Best Stocks to Buy Right Now: Costco vs. Home Depot

Investors are undoubtedly familiar with these dominant retailers.

Costco Wholesale (COST 0.68%) has been a big winner for investors. The shares are up 238% over the past five years, a much better gain than the S&P500. And they are currently at an all-time high.

It was a different story before DIY store (HD -2.05%). The home improvement chain’s shares have underperformed the S&P 500 over the past five years, trading 20% ​​below their peak price.

Which of these two leads retail inventories is now the better buy?

Enthusiastic investors

With Costco stock trading at record levels and mimicking the broader market indexes, it’s fair to say that investor enthusiasm and bullishness toward the company has never been higher. This becomes clear when we look at the valuation.

At the time of writing, the stock is selling at a price-to-earnings ratio (P/E) of 50. This is about the same price as what the stock has sold for in the last 25 years. And shares are trading at a 46% premium to their ten-year average.

Some might argue that Costco deserves this sky-high rating. The company has taken care of its shareholders with impressive returns and special one-time dividends. The scale creates a powerful competitive advantage that allows Costco to sell high-quality goods at extremely low prices. A membership model leads to customer loyalty. And Costco has proven that it can steadily increase sales and profits, regardless of economic conditions.

I don’t agree with all these positive qualities. But I’m in the camp that believes Costco’s future returns are unlikely to exceed those of the S&P 500. Executives will obviously run out of locations to open new warehouses, especially at the same pace as when the company was much smaller . As a result, sales growth should slow in the coming years.
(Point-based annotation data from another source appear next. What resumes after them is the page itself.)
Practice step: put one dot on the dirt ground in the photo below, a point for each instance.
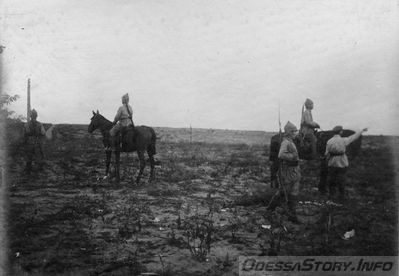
(206, 207)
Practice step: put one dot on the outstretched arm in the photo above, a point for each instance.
(355, 136)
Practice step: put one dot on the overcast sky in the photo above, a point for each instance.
(212, 64)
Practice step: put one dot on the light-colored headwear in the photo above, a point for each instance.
(308, 103)
(33, 114)
(337, 129)
(125, 98)
(289, 127)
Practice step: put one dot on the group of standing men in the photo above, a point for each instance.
(335, 155)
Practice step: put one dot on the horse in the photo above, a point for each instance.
(304, 151)
(141, 139)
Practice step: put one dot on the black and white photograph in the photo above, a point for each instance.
(188, 137)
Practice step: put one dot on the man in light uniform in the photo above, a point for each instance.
(289, 168)
(123, 119)
(308, 126)
(34, 132)
(337, 159)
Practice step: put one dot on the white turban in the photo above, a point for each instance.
(125, 98)
(289, 127)
(308, 103)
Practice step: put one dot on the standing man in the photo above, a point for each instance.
(308, 126)
(337, 159)
(289, 169)
(123, 119)
(34, 132)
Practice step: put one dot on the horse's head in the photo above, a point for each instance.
(95, 122)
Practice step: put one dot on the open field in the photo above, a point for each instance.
(205, 208)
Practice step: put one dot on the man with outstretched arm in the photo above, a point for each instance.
(338, 160)
(289, 169)
(123, 119)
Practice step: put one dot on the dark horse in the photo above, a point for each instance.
(141, 139)
(304, 152)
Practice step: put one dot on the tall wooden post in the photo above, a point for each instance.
(28, 107)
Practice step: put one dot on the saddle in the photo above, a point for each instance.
(128, 138)
(305, 143)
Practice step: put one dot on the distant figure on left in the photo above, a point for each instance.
(34, 133)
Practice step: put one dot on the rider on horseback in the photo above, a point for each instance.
(308, 127)
(123, 119)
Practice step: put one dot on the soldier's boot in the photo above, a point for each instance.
(292, 202)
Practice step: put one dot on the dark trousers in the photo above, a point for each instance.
(336, 179)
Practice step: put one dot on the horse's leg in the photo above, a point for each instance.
(107, 162)
(152, 163)
(117, 164)
(140, 154)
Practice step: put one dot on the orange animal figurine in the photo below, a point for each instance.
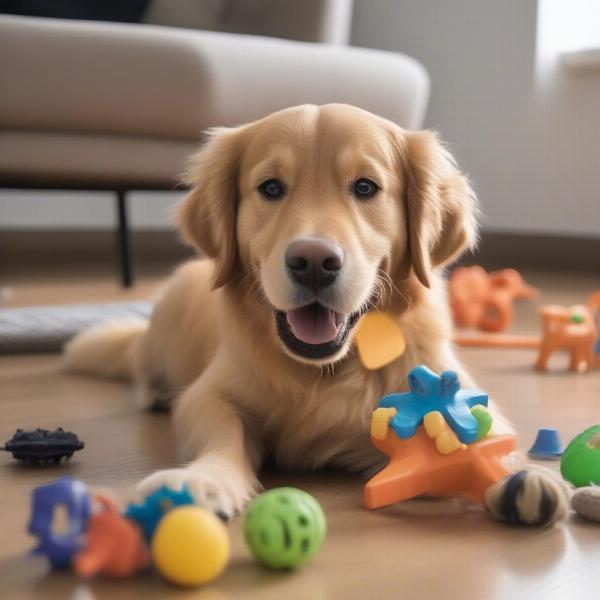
(115, 545)
(437, 439)
(572, 329)
(485, 300)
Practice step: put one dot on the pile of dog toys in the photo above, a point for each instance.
(484, 301)
(187, 545)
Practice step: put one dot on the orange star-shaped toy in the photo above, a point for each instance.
(416, 467)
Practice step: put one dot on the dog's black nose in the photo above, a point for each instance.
(314, 262)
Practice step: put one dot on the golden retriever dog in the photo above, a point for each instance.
(307, 219)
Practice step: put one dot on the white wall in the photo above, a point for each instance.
(526, 129)
(532, 150)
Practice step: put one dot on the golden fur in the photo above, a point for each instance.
(212, 342)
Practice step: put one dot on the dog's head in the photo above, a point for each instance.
(325, 208)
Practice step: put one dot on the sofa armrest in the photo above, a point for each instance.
(252, 77)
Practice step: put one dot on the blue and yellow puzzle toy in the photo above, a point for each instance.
(434, 399)
(436, 436)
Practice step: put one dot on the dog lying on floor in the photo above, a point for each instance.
(308, 218)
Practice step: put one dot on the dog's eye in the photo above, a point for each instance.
(272, 189)
(364, 189)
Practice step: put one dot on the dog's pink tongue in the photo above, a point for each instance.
(313, 324)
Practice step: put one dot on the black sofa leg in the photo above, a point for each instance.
(124, 240)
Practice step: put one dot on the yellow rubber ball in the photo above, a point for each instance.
(190, 546)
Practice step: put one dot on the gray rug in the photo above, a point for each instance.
(47, 328)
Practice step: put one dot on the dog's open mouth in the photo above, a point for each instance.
(314, 331)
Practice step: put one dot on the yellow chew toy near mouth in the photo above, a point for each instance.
(379, 340)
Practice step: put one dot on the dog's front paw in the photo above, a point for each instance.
(214, 487)
(530, 497)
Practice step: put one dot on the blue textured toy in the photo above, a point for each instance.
(155, 506)
(546, 445)
(431, 392)
(75, 497)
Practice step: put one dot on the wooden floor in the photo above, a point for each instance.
(407, 551)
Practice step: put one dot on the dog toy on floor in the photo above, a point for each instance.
(547, 445)
(284, 527)
(72, 495)
(114, 544)
(580, 462)
(572, 329)
(190, 546)
(485, 300)
(42, 446)
(437, 439)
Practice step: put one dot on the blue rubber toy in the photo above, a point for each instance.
(155, 506)
(431, 392)
(546, 445)
(75, 497)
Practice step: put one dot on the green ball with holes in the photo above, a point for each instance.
(284, 527)
(580, 462)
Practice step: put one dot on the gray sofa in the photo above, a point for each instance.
(92, 105)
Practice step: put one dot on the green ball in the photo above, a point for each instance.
(580, 462)
(284, 527)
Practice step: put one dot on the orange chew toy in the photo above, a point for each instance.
(485, 300)
(416, 468)
(572, 329)
(115, 545)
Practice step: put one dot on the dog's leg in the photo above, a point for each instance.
(222, 474)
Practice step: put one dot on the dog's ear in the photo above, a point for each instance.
(207, 216)
(441, 208)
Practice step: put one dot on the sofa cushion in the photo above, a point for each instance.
(91, 160)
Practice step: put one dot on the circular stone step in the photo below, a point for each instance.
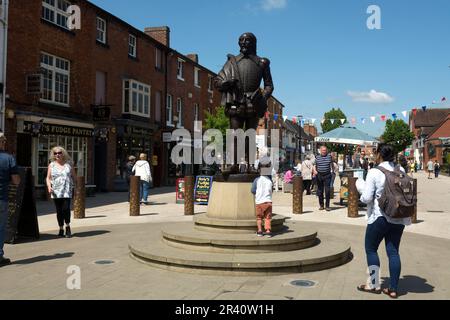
(331, 252)
(185, 236)
(205, 223)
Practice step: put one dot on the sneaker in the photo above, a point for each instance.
(4, 262)
(68, 232)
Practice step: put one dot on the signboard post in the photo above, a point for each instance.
(202, 191)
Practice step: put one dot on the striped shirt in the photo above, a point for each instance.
(323, 164)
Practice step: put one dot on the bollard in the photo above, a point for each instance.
(189, 183)
(414, 217)
(135, 196)
(79, 205)
(297, 195)
(353, 198)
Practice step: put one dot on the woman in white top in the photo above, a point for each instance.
(380, 226)
(60, 180)
(142, 170)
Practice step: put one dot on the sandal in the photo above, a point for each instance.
(363, 288)
(391, 293)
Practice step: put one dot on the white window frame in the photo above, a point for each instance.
(197, 77)
(54, 70)
(140, 90)
(169, 107)
(101, 31)
(180, 69)
(180, 123)
(132, 47)
(56, 11)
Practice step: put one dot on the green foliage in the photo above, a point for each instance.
(217, 121)
(335, 114)
(397, 134)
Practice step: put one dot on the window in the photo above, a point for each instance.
(180, 71)
(210, 83)
(169, 110)
(197, 77)
(56, 73)
(101, 30)
(180, 113)
(54, 11)
(136, 98)
(132, 46)
(158, 59)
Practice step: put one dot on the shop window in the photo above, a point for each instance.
(56, 74)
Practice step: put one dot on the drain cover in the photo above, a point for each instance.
(303, 283)
(104, 262)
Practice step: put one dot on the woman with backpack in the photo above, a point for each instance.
(383, 217)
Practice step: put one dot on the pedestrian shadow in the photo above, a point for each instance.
(90, 233)
(44, 258)
(412, 284)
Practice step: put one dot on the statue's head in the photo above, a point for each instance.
(248, 42)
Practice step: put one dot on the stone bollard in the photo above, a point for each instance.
(189, 183)
(297, 195)
(353, 198)
(79, 205)
(414, 217)
(135, 196)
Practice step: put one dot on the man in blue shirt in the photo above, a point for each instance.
(8, 172)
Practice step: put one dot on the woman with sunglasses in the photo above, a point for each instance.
(61, 179)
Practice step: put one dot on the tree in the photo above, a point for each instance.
(398, 135)
(217, 121)
(336, 115)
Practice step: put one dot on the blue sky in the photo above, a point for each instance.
(323, 55)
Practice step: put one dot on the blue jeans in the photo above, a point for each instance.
(145, 187)
(392, 235)
(4, 214)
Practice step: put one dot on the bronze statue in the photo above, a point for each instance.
(239, 81)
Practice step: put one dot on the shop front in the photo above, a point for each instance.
(37, 136)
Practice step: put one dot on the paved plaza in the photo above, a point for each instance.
(40, 267)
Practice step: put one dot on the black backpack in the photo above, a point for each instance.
(399, 197)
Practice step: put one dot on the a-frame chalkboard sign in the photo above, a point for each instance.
(22, 221)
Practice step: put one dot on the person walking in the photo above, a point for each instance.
(322, 171)
(61, 179)
(380, 225)
(262, 188)
(307, 172)
(430, 167)
(437, 169)
(142, 170)
(129, 172)
(8, 173)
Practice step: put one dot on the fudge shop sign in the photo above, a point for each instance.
(60, 130)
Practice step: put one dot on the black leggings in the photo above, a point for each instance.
(62, 211)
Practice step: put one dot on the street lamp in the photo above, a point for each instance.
(300, 118)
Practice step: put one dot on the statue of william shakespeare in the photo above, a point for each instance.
(239, 81)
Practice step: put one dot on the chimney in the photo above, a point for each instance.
(160, 34)
(193, 57)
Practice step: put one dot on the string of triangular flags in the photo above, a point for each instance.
(353, 120)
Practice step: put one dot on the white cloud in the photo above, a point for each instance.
(371, 97)
(269, 5)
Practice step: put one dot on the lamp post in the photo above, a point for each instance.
(300, 118)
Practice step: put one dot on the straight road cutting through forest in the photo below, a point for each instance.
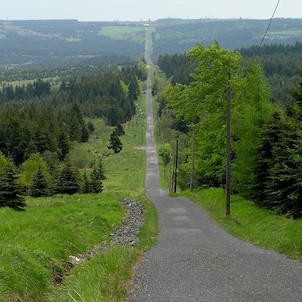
(195, 260)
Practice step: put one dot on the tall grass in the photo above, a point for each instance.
(249, 222)
(105, 277)
(36, 244)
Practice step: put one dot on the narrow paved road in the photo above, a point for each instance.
(197, 261)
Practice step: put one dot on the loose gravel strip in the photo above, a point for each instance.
(125, 235)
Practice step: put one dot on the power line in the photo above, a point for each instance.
(270, 22)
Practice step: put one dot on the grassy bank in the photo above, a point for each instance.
(36, 244)
(105, 277)
(248, 222)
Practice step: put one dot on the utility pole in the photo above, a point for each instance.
(176, 165)
(228, 150)
(193, 160)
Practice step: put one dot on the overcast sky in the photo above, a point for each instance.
(128, 10)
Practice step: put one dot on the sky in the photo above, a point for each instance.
(136, 10)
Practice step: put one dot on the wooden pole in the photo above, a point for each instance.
(228, 150)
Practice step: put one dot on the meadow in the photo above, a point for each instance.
(36, 245)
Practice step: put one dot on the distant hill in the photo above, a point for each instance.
(49, 43)
(61, 42)
(177, 35)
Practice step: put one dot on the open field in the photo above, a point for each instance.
(36, 244)
(124, 32)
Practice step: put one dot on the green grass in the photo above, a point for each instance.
(36, 244)
(105, 277)
(124, 32)
(259, 226)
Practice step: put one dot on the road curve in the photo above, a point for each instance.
(195, 260)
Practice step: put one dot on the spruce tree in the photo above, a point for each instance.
(100, 170)
(96, 185)
(9, 191)
(85, 184)
(115, 143)
(39, 186)
(68, 182)
(120, 130)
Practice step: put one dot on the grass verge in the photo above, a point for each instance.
(36, 244)
(105, 277)
(259, 226)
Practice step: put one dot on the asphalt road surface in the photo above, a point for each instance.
(195, 260)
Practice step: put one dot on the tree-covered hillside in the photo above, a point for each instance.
(177, 36)
(265, 132)
(57, 42)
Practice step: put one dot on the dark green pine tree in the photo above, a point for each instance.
(68, 181)
(64, 145)
(120, 130)
(39, 186)
(9, 191)
(115, 143)
(85, 184)
(277, 170)
(100, 170)
(96, 185)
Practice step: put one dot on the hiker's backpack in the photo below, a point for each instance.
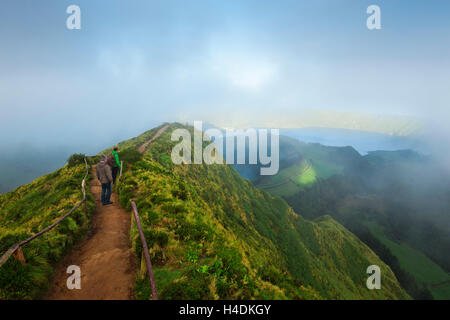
(110, 160)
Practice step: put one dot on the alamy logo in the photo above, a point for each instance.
(212, 153)
(73, 22)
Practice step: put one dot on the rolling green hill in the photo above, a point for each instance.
(213, 235)
(402, 193)
(26, 211)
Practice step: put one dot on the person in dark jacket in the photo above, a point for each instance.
(116, 165)
(104, 175)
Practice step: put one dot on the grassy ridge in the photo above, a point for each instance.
(28, 210)
(424, 270)
(212, 235)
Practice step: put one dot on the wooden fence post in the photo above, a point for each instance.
(19, 255)
(143, 266)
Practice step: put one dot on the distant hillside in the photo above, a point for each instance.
(397, 202)
(213, 235)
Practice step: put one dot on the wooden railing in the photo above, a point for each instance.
(16, 249)
(145, 255)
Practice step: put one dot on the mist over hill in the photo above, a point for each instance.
(211, 234)
(397, 202)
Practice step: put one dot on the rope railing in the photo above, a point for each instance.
(145, 252)
(16, 249)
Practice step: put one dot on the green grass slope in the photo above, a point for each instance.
(213, 235)
(425, 271)
(26, 211)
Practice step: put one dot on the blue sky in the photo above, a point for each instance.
(136, 63)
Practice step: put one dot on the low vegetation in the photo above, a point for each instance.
(28, 210)
(212, 235)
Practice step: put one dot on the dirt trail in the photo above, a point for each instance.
(142, 148)
(106, 261)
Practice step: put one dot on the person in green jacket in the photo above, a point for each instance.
(116, 165)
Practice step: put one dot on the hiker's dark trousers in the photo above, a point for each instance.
(106, 192)
(115, 170)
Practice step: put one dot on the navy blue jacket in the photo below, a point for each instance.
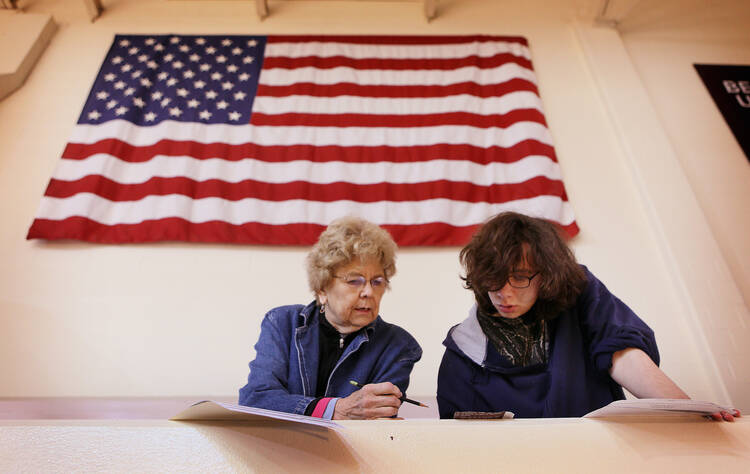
(284, 374)
(473, 376)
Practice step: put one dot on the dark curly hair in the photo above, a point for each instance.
(509, 240)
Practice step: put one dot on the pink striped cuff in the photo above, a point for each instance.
(320, 408)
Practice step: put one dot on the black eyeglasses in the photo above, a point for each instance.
(358, 281)
(518, 280)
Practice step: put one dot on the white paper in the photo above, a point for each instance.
(217, 411)
(657, 407)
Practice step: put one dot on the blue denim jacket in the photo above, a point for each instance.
(284, 374)
(575, 379)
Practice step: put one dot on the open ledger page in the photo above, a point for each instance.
(217, 411)
(657, 407)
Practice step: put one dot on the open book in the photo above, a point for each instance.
(216, 411)
(657, 407)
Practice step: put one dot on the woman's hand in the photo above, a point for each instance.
(726, 416)
(378, 400)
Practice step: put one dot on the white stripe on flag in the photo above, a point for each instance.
(422, 77)
(317, 136)
(397, 51)
(303, 170)
(397, 106)
(456, 213)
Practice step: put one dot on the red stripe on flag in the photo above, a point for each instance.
(175, 229)
(407, 91)
(399, 121)
(278, 154)
(420, 64)
(455, 190)
(396, 39)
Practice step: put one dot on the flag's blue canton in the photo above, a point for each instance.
(148, 79)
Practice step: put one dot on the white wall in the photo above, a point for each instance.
(692, 32)
(181, 319)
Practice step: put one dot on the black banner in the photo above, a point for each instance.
(730, 88)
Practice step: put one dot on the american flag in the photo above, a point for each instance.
(266, 139)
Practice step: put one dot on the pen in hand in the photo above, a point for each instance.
(403, 398)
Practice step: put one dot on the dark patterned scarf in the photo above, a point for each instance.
(523, 340)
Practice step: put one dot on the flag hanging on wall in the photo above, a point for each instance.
(265, 140)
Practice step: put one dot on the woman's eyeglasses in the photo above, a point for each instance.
(358, 281)
(518, 280)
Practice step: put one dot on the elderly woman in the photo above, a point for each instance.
(307, 356)
(545, 337)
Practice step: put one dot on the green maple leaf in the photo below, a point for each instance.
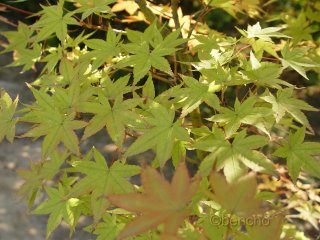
(143, 58)
(299, 154)
(196, 93)
(234, 157)
(272, 230)
(55, 126)
(245, 113)
(113, 118)
(26, 57)
(72, 99)
(265, 34)
(284, 103)
(38, 173)
(299, 28)
(108, 229)
(266, 74)
(102, 50)
(99, 7)
(161, 134)
(53, 21)
(295, 58)
(7, 119)
(17, 39)
(59, 206)
(237, 198)
(112, 89)
(102, 180)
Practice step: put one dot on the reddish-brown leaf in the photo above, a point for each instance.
(161, 203)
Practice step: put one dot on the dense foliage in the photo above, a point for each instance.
(218, 109)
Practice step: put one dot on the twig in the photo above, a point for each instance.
(5, 20)
(146, 11)
(204, 12)
(175, 16)
(17, 9)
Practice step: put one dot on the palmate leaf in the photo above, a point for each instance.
(272, 230)
(284, 103)
(26, 57)
(245, 113)
(265, 74)
(299, 154)
(239, 197)
(266, 34)
(59, 206)
(7, 119)
(108, 229)
(113, 118)
(17, 39)
(102, 180)
(54, 125)
(143, 58)
(295, 58)
(53, 21)
(102, 50)
(99, 7)
(196, 93)
(233, 157)
(38, 174)
(161, 202)
(162, 134)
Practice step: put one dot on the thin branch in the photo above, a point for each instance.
(17, 9)
(203, 13)
(5, 20)
(146, 11)
(175, 16)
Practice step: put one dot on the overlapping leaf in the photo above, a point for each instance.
(299, 154)
(233, 157)
(161, 202)
(53, 21)
(57, 128)
(114, 118)
(284, 103)
(161, 134)
(60, 207)
(143, 58)
(7, 119)
(238, 198)
(196, 93)
(102, 180)
(245, 113)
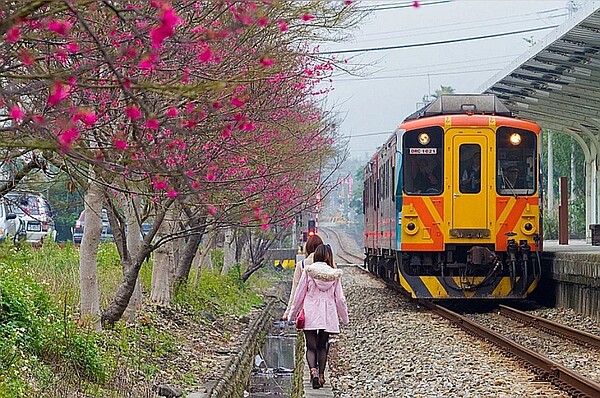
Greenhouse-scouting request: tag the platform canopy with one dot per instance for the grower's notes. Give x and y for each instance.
(557, 84)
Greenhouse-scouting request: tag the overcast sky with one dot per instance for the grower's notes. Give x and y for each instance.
(374, 105)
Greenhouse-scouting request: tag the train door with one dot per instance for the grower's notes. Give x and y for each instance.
(470, 185)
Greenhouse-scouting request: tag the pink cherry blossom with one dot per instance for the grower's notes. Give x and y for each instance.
(266, 62)
(159, 185)
(237, 102)
(13, 34)
(282, 26)
(58, 93)
(60, 27)
(73, 47)
(120, 144)
(172, 112)
(87, 116)
(133, 112)
(152, 124)
(67, 137)
(205, 55)
(26, 57)
(168, 21)
(16, 113)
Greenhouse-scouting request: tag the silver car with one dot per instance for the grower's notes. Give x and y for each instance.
(34, 218)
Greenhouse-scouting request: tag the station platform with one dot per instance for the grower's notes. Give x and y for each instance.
(323, 392)
(573, 246)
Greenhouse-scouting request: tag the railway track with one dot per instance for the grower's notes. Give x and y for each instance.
(339, 247)
(545, 369)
According to Wall Street analyst consensus estimates, Costco’s revenue and diluted earnings per share are expected to grow at a compound annual rate of 6.3% and 11.2%, respectively, between fiscal 2023 and fiscal 2026. That doesn’t come close to justifying the current valuation. .

Macro headwinds

After double-digit revenue increases in fiscal 2020 and fiscal 2021, Home Depot’s business has suffered a notable slowdown. Executives point to the unfavorable macroeconomic environment as the culprit, as inflationary pressures discourage consumers from taking on larger renovation projects. This helps explain the 3.2% decline in same-store sales in fiscal 2023. Management expects this figure to decline by 1% in the current fiscal year.

However, I view these challenges as temporary in nature. Although Home Depot is the clear leader in the $1 trillion home improvement industry, it only has a 15% market share. The fragmented nature of the industry means that a large-scale operator, one with brand recognition, unrivaled inventory availability and extensive reach with its more than 2,000 stores nationwide, can steal market share over time.

Investors will also appreciate Home Depot’s continued commitment to returning capital to its shareholders. Last fiscal year, the company paid $8.4 billion in dividends. And it bought back $8 billion worth of stock. The consistent generation of free cash flow means that this capital allocation policy is safe.

It also helps that Home Depot stock is reasonably priced. They trade at a price-to-earnings ratio of 22.5. This roughly corresponds to the ten-year average. And it represents a small discount versus the broader S&P 500.

Clearly, Home Depot is more sensitive to macro conditions than Costco. And this has not been more in the spotlight than it is now. But I believe the former’s valuation and attractive sector background create a more attractive investment opportunity today. Investors just need to maintain a long-term horizon.

Neil Patel and his clients have no positions in the stocks mentioned. The Motley Fool holds positions in and recommends Costco Wholesale and Home Depot. The Motley Fool has a disclosure policy.